Thanks for the feedback @rmccue! Has it been tested with 600,000 posts in one WXR file or a similar large number? I'm concerned about the memory requirements for such large imports.
We've tested on multi-gigabyte import files, and memory usage has stayed constant. The biggest struggles with large files are just keeping WordPress itself under control memory-wise.
In any case, I'd encourage trying it and finding out. The reason for v2 of the Importer is because I had a (relatively small) 40MB import taking >512MB of memory and I got sick of it. Being able to handle huge imports is a key design feature, due to the nature of the work we (HM) do.
(To be clear: multi-gigabyte WXR files, not including static files, which can be many multiples more.)

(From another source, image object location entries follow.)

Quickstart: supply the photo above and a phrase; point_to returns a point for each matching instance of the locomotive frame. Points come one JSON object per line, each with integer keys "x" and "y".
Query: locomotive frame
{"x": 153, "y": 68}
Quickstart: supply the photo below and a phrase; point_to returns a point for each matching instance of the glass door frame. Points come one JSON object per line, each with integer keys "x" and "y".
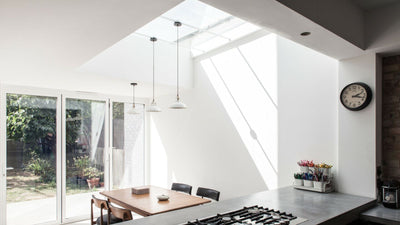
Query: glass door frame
{"x": 83, "y": 96}
{"x": 61, "y": 96}
{"x": 11, "y": 89}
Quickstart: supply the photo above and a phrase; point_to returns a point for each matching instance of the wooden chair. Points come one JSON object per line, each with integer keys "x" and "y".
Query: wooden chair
{"x": 182, "y": 188}
{"x": 120, "y": 213}
{"x": 208, "y": 193}
{"x": 103, "y": 219}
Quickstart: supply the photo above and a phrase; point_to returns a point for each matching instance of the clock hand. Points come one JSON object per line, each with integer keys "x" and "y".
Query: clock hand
{"x": 357, "y": 95}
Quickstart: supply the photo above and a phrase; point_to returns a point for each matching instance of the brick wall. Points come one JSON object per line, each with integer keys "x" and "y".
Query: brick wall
{"x": 391, "y": 118}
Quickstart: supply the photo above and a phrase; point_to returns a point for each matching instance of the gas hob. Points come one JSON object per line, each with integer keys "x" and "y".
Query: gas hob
{"x": 254, "y": 215}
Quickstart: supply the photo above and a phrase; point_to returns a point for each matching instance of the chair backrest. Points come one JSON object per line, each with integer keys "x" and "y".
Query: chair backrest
{"x": 102, "y": 205}
{"x": 208, "y": 193}
{"x": 120, "y": 213}
{"x": 182, "y": 187}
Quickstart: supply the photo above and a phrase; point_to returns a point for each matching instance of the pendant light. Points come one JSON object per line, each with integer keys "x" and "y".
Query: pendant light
{"x": 178, "y": 104}
{"x": 153, "y": 106}
{"x": 133, "y": 110}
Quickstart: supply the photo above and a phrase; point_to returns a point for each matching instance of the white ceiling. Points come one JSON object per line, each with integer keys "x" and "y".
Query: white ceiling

Sounds great @rmccue! So this particular issue relates only to the split export files that are currently used by WordPress VIP, for example. I'm closing this since it's not a common use-case. Just wanted to make sure that it has been noted somewhere.
The
post_process_posts()
applies only to the posts in the WXR file that is currently being imported. However, larger CLI-based imports normally contain several WXR files (with around 1000 posts each) and posts in the later batches that re-use attachments from the earlier attachments won't get the URLs replaced.With imports of 60,000+ attachments I've done this after the full import has completed and all the new attachment URLs are known. I'm not sure how to do this reliably for everyone, though.